WiFi positioning is great feature, but certainly not limited to photography. Since the Eye-Fi is at its core SD storage media, you could probably have it geotag data saved to the card, even if it wasn’t created by a digital camera..
neat, but not really a hack. I wounder if they will release a compact flash version then I would be interested.
i wonder when Juan Aguilar will get kicked by the other HAD staff for posting news and adds.
So when is it going to get hacked so I can put one in my car radio and upload music straight from my computer to my car?
Not only is this not a hack, it isn’t even a real review. The picture he took with the camera was _not_ the picture which showed up in flickr. That picture was not sitting on the chair shooting through the railing.
What, he couldn’t even be bothered to get the thing working correctly before doing this “review”?
Fail.
For the previous comment… he set the VIDEO camera down, which had the view of the railing, while he took a picture with the REGULAR camera. Obviously, he was standing, and well above where the camera would have a view of the railing. Wow. Use some common since.
Yeah, I agree.. get a clue dude. He filmed the video with a VIDEO camera… the eye-fi is an SD card for a STILL camera. Didn’t you notice that the VIDEO camera was filming him putting the eye-fi into the STILL camera on the table? Are you that dumb? He set down the VIDEO camera that he was talking to us through and shot a picture OVER the balcony with the STILL camera.
You are either a very silly child or a very stupid adult!
The geotagging likely won’t work with anything but images. Unless other files can have exif tags.

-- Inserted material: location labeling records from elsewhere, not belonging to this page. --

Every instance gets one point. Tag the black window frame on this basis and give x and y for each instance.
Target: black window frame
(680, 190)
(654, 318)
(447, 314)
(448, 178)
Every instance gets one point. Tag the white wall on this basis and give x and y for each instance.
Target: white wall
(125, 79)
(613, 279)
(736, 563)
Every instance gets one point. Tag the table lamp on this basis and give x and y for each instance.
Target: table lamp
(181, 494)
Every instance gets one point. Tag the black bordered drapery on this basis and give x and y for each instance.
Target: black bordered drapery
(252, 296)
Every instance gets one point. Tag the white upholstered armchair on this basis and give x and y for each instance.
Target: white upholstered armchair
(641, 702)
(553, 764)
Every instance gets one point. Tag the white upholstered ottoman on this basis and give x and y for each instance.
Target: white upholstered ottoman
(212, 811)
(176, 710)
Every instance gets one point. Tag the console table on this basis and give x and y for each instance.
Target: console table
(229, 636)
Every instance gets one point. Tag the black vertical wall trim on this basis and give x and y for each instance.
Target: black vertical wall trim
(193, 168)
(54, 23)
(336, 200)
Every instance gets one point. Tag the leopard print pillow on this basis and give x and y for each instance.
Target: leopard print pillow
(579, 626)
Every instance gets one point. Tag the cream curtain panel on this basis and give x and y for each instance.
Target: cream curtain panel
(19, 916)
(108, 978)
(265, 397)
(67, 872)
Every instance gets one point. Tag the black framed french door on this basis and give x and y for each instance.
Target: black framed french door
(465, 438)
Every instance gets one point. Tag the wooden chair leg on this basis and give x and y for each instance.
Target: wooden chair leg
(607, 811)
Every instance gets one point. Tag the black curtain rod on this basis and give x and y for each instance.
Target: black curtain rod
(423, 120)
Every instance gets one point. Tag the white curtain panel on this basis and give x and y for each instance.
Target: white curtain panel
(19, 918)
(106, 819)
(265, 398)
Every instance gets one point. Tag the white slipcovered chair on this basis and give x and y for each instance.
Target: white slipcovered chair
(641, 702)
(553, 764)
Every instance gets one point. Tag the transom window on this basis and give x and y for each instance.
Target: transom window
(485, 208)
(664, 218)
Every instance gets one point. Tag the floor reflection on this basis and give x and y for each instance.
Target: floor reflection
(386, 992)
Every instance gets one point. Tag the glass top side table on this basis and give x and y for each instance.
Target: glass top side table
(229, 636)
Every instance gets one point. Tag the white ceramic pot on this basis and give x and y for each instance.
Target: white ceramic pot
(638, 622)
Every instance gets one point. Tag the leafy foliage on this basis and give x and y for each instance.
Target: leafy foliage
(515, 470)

@jesse: Well, MJPEG obviously will, so at least one video format is known to work. However, most video formats these days are H.264, so I don’t know if that format support geotagging metadata.
Okay, I don’t know what the hell I’m talking about and it’s way to late in the evening. Of course H.264 itself doesn’t contain that kind of metadata, but maybe the MPEG-4 Part 14, or MP4, container does.
Buyer Beware: I had one of these Eye-Fi cards die on me within a month of owning it, taking a lot of important photos to the grave with it. This problem has been happening to a huge number of Eye-Fi users, and of course in nearly every case photos are lost. Basically, assume every shot you take onto this card has a 50/50 chance of surviving long enough to end up on your computer.
So, do ya feel lucky, punk?
I love geotagging – the locations of photos can be set to appear on a map on new Sony TVs. It really adds something extra to slideshows.
you ok if i add this info to my blog?